Fast forward several years. In the December 1969 military lottery draft, my number was 18. The Vietnam War was raging, and it was impossible to avoid the constant barrage of radio, TV, and newspaper coverage reminding us of the escalating number of casualties and the growing unpopularity of the war. The next few weeks were a blur for Jo Anne and me.

Weighing my options, I enlisted in the Kansas Army National Guard. Fifty years ago, this month, the day after our first wedding anniversary, I left for boot camp and advanced individual training at Fort Ord, California, knowing I wouldn’t be home until early August. Training went fairly well for the first few weeks, making new friends, having numerous new experiences, and looking forward to letters from home. Boot camp was not fun, but manageable.

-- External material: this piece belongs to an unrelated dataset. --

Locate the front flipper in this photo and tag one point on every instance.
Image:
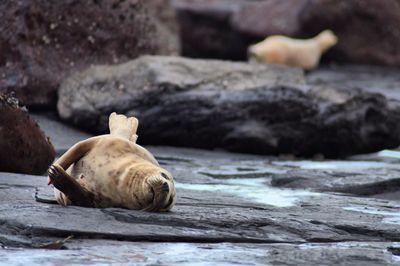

Sometime in May, I unexpectedly hit an emotional wall, experiencing a severe case of homesickness that nearly immobilized me. All I could think about was how much I missed home, Jo Anne, our dog Mandy, my teaching job and the students I left behind at mid-year, and many friends. I could barely function some days, and the nights in the barracks were painfully long and lonely. It took me about two weeks to work myself out of this deep funk, learning that homesickness can be very real and certainly not a joke.

Those days of homesickness were really tough, but the experience made me a better person. I now have empathy for people who can barely cope because of separation from home and family.

When both our kids chose to attend universities far from home, I wondered if they might experience occasional homesickness. If that happened, I was confident I could help them deal with it. To my knowledge, neither of them experienced homesickness, and I’m grateful for that. I think Jo Anne and I missed them a whole lot more than they missed us!

What techniques can help you or a loved one cope with homesickness?